Through all this success Largent has been able to keep his priorities straight and his life in order. He has been married almost 12 years to Terry, his high school sweetheart. Every Friday night is still Date Night at the Largent house; a couple of weeks ago they went to a Neil Diamond concert, then stopped at the Dairy Queen for a milk shake on the way home. Monday night is devoted to their children. No Monday Night Football for this crew unless Largent is playing in the game.
Largent is the highest-paid wide receiver in football—he negotiated his $800,000-a-year contract himself—yet he drives a Pontiac station wagon. On Tuesdays, his day off, he drives a Chevy van in a car pool for the First Baptist Church school.

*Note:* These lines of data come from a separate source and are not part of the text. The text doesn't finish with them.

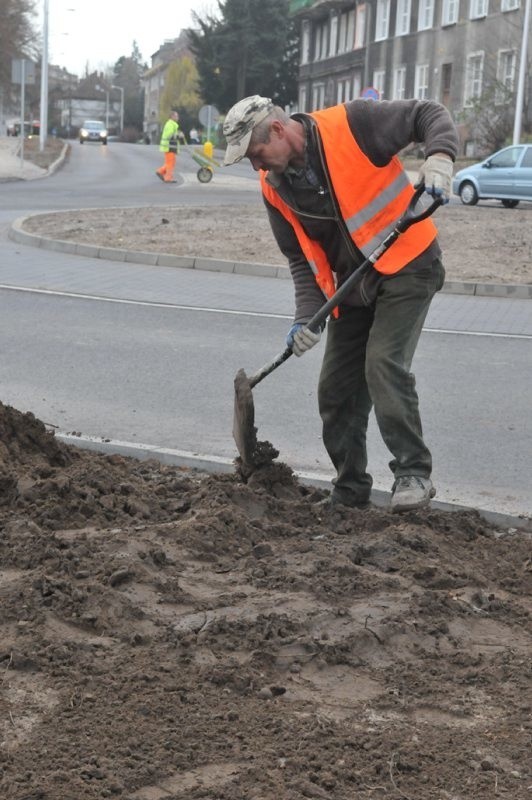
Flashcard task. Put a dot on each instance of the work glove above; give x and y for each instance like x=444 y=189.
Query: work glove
x=300 y=339
x=437 y=174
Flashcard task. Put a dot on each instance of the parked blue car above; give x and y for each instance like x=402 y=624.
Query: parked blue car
x=505 y=176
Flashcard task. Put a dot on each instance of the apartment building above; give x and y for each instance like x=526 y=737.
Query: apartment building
x=453 y=51
x=153 y=81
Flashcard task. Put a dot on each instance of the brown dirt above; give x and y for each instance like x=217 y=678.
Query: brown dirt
x=486 y=243
x=172 y=635
x=52 y=150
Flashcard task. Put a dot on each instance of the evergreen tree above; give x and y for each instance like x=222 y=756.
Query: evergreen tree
x=250 y=48
x=181 y=92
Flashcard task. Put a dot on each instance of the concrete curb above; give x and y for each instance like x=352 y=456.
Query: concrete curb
x=215 y=464
x=18 y=234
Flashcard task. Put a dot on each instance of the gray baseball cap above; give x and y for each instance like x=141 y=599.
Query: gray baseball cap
x=239 y=123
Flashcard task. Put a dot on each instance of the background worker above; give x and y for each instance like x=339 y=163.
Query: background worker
x=334 y=187
x=169 y=146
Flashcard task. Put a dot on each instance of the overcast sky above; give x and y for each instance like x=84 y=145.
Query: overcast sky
x=98 y=32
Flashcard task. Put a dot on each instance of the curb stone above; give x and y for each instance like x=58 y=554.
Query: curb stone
x=214 y=464
x=18 y=234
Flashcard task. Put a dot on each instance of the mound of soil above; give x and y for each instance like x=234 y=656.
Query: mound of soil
x=170 y=635
x=499 y=247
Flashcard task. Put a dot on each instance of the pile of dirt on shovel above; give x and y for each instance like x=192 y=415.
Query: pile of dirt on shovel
x=173 y=635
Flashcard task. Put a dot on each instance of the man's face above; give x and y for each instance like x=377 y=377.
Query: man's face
x=272 y=155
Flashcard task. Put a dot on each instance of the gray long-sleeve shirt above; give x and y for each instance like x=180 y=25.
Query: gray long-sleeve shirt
x=381 y=129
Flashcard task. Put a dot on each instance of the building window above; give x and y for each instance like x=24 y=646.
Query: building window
x=449 y=12
x=333 y=35
x=379 y=77
x=474 y=70
x=347 y=32
x=360 y=27
x=421 y=88
x=343 y=90
x=357 y=84
x=399 y=83
x=425 y=15
x=318 y=96
x=505 y=75
x=302 y=100
x=382 y=20
x=478 y=8
x=402 y=20
x=320 y=42
x=305 y=41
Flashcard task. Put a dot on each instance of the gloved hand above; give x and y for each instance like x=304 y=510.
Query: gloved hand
x=437 y=174
x=300 y=339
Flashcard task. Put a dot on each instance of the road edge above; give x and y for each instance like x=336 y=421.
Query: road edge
x=213 y=464
x=18 y=234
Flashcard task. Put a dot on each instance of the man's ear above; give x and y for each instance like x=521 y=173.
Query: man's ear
x=277 y=129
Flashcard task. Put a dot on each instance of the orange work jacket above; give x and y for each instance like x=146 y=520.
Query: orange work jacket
x=371 y=199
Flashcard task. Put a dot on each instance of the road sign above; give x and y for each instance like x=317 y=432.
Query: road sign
x=370 y=93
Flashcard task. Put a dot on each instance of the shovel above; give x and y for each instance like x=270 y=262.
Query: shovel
x=252 y=452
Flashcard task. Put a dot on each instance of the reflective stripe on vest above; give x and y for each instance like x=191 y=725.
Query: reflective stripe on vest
x=372 y=206
x=370 y=209
x=312 y=250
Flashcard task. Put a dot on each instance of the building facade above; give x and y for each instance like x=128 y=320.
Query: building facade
x=454 y=51
x=153 y=82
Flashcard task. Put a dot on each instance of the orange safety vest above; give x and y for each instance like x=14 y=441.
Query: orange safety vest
x=370 y=209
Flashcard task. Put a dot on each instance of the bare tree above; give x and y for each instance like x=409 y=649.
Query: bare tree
x=17 y=37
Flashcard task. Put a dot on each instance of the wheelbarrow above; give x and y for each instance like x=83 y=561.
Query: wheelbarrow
x=206 y=164
x=252 y=452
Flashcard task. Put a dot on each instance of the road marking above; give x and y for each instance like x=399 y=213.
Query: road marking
x=228 y=311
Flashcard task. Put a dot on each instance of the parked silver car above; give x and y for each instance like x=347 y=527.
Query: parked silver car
x=93 y=130
x=505 y=176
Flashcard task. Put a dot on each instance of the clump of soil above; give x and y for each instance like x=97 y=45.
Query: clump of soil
x=172 y=635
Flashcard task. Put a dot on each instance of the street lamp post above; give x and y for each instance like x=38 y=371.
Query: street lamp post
x=44 y=80
x=120 y=89
x=522 y=75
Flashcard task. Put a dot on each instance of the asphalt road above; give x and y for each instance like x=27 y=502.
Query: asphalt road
x=159 y=368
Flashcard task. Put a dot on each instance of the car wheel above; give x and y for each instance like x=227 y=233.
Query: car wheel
x=468 y=194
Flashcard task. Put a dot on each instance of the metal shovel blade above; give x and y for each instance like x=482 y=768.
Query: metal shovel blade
x=244 y=430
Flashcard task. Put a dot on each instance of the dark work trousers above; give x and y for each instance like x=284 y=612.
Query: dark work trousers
x=367 y=362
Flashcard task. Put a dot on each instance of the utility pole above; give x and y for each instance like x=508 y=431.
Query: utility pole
x=43 y=130
x=522 y=77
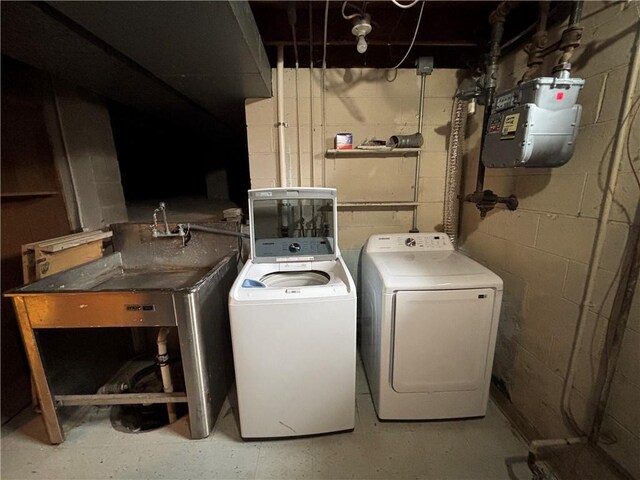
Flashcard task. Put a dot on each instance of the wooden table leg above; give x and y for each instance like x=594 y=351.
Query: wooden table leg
x=49 y=415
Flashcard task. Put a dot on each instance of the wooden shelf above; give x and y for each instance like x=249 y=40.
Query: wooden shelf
x=360 y=152
x=27 y=194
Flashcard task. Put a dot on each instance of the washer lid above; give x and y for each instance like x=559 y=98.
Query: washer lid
x=293 y=224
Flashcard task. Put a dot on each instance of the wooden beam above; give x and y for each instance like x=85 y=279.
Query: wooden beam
x=120 y=399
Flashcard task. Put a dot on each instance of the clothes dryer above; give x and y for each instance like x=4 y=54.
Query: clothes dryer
x=429 y=319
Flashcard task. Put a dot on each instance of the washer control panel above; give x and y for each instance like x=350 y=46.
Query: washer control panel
x=404 y=242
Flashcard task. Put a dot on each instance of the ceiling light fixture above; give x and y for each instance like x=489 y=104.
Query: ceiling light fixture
x=361 y=28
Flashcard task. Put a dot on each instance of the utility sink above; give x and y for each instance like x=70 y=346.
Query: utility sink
x=145 y=282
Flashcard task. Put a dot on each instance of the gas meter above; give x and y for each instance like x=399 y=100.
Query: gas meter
x=534 y=124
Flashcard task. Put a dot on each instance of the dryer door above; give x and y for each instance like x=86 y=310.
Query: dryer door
x=441 y=340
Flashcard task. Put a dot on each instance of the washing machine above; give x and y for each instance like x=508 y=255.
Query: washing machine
x=293 y=318
x=429 y=318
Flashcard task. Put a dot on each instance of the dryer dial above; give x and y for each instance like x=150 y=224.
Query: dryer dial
x=410 y=242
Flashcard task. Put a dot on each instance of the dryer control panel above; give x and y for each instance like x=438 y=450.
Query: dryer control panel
x=404 y=242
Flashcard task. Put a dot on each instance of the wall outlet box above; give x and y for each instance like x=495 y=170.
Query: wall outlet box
x=344 y=141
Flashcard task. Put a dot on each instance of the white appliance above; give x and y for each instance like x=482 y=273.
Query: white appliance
x=429 y=318
x=293 y=318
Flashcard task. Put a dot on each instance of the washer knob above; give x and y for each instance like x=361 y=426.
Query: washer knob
x=294 y=247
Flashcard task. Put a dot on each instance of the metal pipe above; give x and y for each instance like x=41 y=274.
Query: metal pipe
x=311 y=169
x=416 y=189
x=280 y=92
x=323 y=93
x=291 y=13
x=497 y=20
x=165 y=371
x=201 y=228
x=453 y=172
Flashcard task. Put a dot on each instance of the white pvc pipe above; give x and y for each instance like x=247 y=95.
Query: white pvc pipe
x=282 y=167
x=298 y=128
x=601 y=231
x=165 y=371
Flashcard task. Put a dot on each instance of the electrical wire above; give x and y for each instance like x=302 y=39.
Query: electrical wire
x=632 y=120
x=415 y=34
x=408 y=5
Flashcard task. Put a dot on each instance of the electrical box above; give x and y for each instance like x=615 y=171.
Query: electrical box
x=534 y=124
x=424 y=65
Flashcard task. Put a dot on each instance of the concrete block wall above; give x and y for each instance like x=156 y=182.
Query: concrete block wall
x=543 y=250
x=369 y=103
x=88 y=145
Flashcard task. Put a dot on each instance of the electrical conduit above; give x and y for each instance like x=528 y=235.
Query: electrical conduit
x=416 y=189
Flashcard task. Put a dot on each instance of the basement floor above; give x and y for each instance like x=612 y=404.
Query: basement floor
x=484 y=448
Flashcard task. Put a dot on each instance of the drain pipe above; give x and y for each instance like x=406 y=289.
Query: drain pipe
x=165 y=371
x=596 y=254
x=453 y=173
x=281 y=125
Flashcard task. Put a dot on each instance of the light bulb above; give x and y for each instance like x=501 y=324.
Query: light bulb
x=362 y=44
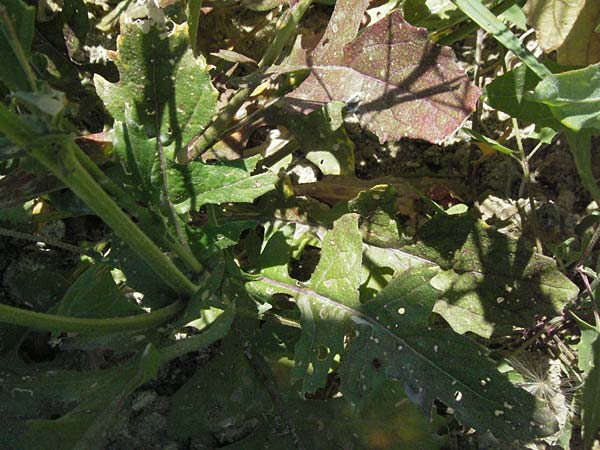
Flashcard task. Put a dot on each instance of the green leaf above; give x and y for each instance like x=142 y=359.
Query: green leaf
x=193 y=13
x=395 y=93
x=506 y=93
x=197 y=183
x=261 y=412
x=392 y=339
x=88 y=402
x=491 y=142
x=490 y=282
x=573 y=97
x=337 y=276
x=17 y=20
x=567 y=28
x=138 y=151
x=213 y=332
x=162 y=86
x=321 y=136
x=483 y=17
x=431 y=14
x=95 y=295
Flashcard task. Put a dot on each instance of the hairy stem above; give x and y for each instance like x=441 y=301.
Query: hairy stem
x=58 y=155
x=286 y=27
x=129 y=203
x=51 y=322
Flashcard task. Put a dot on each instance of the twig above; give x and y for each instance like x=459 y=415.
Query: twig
x=590 y=292
x=257 y=365
x=212 y=134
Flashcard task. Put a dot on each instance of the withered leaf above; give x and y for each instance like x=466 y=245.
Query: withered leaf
x=397 y=82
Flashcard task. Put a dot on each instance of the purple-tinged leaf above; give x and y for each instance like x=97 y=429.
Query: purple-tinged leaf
x=397 y=82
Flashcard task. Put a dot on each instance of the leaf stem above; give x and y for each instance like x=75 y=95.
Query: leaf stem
x=468 y=28
x=51 y=322
x=57 y=153
x=527 y=181
x=490 y=23
x=128 y=202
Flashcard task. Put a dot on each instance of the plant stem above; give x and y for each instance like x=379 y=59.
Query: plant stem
x=57 y=153
x=51 y=322
x=286 y=27
x=527 y=178
x=129 y=203
x=46 y=240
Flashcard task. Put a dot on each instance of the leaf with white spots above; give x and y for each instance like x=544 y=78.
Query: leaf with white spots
x=163 y=87
x=390 y=337
x=396 y=81
x=490 y=281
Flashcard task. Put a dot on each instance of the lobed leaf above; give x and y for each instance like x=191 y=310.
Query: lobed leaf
x=19 y=16
x=391 y=76
x=197 y=183
x=573 y=97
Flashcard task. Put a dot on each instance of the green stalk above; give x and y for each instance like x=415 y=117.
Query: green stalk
x=286 y=26
x=468 y=28
x=129 y=204
x=13 y=40
x=58 y=155
x=51 y=322
x=490 y=23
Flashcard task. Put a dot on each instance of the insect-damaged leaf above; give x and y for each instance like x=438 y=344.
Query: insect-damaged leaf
x=391 y=76
x=490 y=281
x=392 y=339
x=162 y=86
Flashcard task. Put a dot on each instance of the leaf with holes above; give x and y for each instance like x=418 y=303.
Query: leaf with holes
x=390 y=337
x=391 y=76
x=162 y=86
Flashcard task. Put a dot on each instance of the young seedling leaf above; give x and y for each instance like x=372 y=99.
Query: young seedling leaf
x=95 y=295
x=397 y=82
x=490 y=282
x=573 y=97
x=162 y=86
x=17 y=20
x=507 y=93
x=321 y=136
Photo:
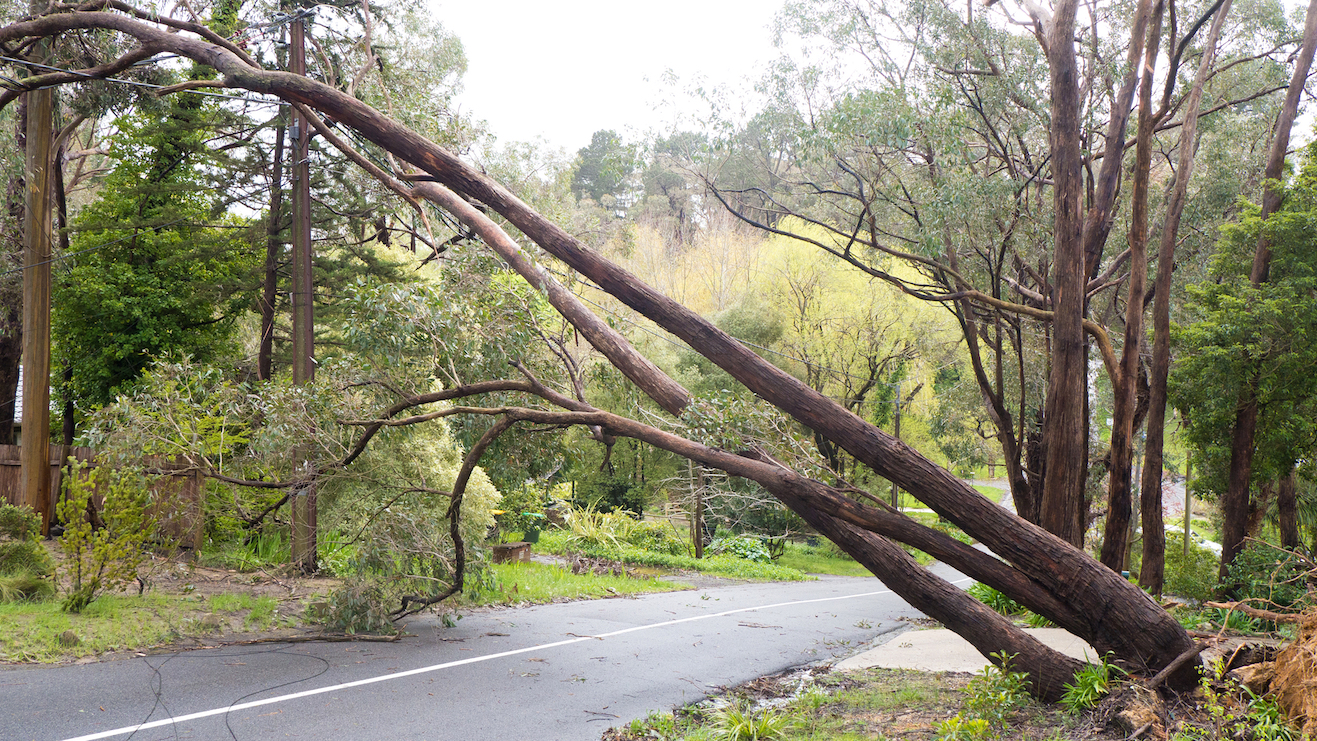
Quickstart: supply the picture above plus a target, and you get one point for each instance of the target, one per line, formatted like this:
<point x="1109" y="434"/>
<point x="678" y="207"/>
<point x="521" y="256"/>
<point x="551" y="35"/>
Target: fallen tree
<point x="1030" y="565"/>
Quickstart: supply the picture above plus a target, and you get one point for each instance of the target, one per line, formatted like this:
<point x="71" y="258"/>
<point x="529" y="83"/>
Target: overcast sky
<point x="563" y="70"/>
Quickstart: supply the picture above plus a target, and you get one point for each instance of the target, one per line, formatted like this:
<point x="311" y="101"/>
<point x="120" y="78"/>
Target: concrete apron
<point x="943" y="650"/>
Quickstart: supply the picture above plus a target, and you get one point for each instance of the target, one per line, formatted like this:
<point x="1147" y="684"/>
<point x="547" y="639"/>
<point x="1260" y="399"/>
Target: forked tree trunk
<point x="1153" y="569"/>
<point x="1110" y="613"/>
<point x="1063" y="417"/>
<point x="1118" y="504"/>
<point x="273" y="245"/>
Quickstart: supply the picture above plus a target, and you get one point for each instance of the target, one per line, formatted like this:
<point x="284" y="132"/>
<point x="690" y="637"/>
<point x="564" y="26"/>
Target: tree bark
<point x="1287" y="507"/>
<point x="273" y="245"/>
<point x="1234" y="504"/>
<point x="1116" y="615"/>
<point x="1153" y="569"/>
<point x="1118" y="504"/>
<point x="1063" y="416"/>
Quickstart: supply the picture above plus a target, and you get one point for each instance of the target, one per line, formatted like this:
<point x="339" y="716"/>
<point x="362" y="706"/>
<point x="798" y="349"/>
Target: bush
<point x="659" y="537"/>
<point x="361" y="606"/>
<point x="103" y="558"/>
<point x="1193" y="578"/>
<point x="1271" y="574"/>
<point x="25" y="567"/>
<point x="742" y="546"/>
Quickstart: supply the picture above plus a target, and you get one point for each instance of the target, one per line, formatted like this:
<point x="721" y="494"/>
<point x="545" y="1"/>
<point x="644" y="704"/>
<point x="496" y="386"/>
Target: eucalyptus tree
<point x="968" y="157"/>
<point x="1031" y="565"/>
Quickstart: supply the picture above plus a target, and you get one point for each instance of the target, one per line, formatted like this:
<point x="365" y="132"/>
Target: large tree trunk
<point x="11" y="287"/>
<point x="1118" y="510"/>
<point x="1234" y="504"/>
<point x="273" y="246"/>
<point x="1063" y="417"/>
<point x="1153" y="569"/>
<point x="1114" y="615"/>
<point x="1287" y="510"/>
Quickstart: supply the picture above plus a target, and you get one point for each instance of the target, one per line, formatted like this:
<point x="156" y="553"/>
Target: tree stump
<point x="512" y="553"/>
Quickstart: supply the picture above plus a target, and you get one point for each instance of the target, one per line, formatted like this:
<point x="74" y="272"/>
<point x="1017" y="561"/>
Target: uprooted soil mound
<point x="1295" y="686"/>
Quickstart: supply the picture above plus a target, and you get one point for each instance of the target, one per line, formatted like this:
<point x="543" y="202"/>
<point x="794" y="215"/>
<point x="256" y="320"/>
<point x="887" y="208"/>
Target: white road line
<point x="449" y="665"/>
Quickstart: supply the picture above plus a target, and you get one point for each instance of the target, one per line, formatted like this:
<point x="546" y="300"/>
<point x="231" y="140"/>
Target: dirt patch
<point x="1295" y="679"/>
<point x="175" y="604"/>
<point x="879" y="703"/>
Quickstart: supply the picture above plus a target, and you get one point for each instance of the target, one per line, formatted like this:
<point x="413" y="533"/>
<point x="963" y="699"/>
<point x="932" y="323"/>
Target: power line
<point x="19" y="86"/>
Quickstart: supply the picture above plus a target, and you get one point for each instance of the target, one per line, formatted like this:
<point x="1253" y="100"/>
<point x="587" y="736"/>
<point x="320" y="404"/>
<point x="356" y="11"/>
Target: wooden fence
<point x="179" y="496"/>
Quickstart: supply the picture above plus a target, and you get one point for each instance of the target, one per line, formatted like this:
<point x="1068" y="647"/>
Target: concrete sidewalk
<point x="943" y="650"/>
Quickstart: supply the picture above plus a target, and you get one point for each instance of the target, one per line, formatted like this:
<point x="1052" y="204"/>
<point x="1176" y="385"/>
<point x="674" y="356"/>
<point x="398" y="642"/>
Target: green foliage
<point x="1271" y="575"/>
<point x="659" y="537"/>
<point x="588" y="529"/>
<point x="19" y="523"/>
<point x="1236" y="712"/>
<point x="996" y="694"/>
<point x="717" y="565"/>
<point x="739" y="721"/>
<point x="742" y="546"/>
<point x="158" y="267"/>
<point x="99" y="560"/>
<point x="605" y="169"/>
<point x="358" y="607"/>
<point x="25" y="586"/>
<point x="1091" y="685"/>
<point x="1193" y="578"/>
<point x="1239" y="333"/>
<point x="958" y="728"/>
<point x="996" y="600"/>
<point x="25" y="567"/>
<point x="540" y="583"/>
<point x="256" y="550"/>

"You're never as good or as bad as they say you are," says Largent, 32. "How significant or insignificant am I? In the context of eternity, my football achievements mean very little.
"To a large extent, my job consists of running downfield, beating a guy and catching a ball. In one-on-one defense anybody should be able to get open."
The Raiders' All-Pro cornerback Mike Haynes doesn't buy that. He believes Largent is anything but the common man. "He's the most deceptive receiver in football," Haynes says. "What makes him so special is that he'll change patterns to fit the situation. That's very unusual. It's almost as if the quarterback says to him in the huddle, 'Do whatever you want. Just get yourself open and I'll throw to you.' "
There was the time when he ran downfield with Lester Hayes, the Raiders' All-Pro cornerback, in hot pursuit. Largent stopped, spun completely around and then took off across the middle to catch the ball. Then there's his signature move, the one where he leans so far in one direction that he looks as if he's going to topple over. But he doesn't. Without warning, he zips off in the other direction. "Steve is the master of tomfoolery," Hayes says. "He has run pass routes on me that I've never ever seen or dreamed about."
What separates Largent from other receivers are his quick feet and strong ankles. He is able to change direction quickly when he's running patterns, and he executes those changes at top speed. In addition he has a keen sense of balance; his smallish (5'11", 190 pounds), thick-legged build and his medium stride work to his advantage.
But Largent believes his biggest asset is his concentration. For example, according to records kept by the Seahawk coaches on "makable catches," Largent caught 95% of the passes thrown to him last year. Put it another way: He dropped only five balls.
"We went pheasant hunting in Kansas one year, right after Christmas," says Larry Guerkink, Largent's close friend and his baseball coach at Putnam City High in Oklahoma City. "We were out in a wheat field, and Steve turned to me and asked. 'What do you look at when you shoot?' I said, 'I watch the bird.' And Steve said, 'You ought to watch the head.' Later I got to thinking about that. That pheasant is flying 30 or 40 miles per hour, 600 yards away, and Steve has the ability to pick out the head—not lose sight of it—and then shoot? That's incredible concentration."
Steve Largent was born in Tulsa on Sept. 28, 1954. He has a brother and a stepbrother; another brother died three years ago. When Steve was six his father left home, and soon after, his parents were divorced. Largent usually sees his father whenever the Seahawks come East to play. "When I introduce him to people, I call him Jim," Largent says. "There is no way I can call him Dad."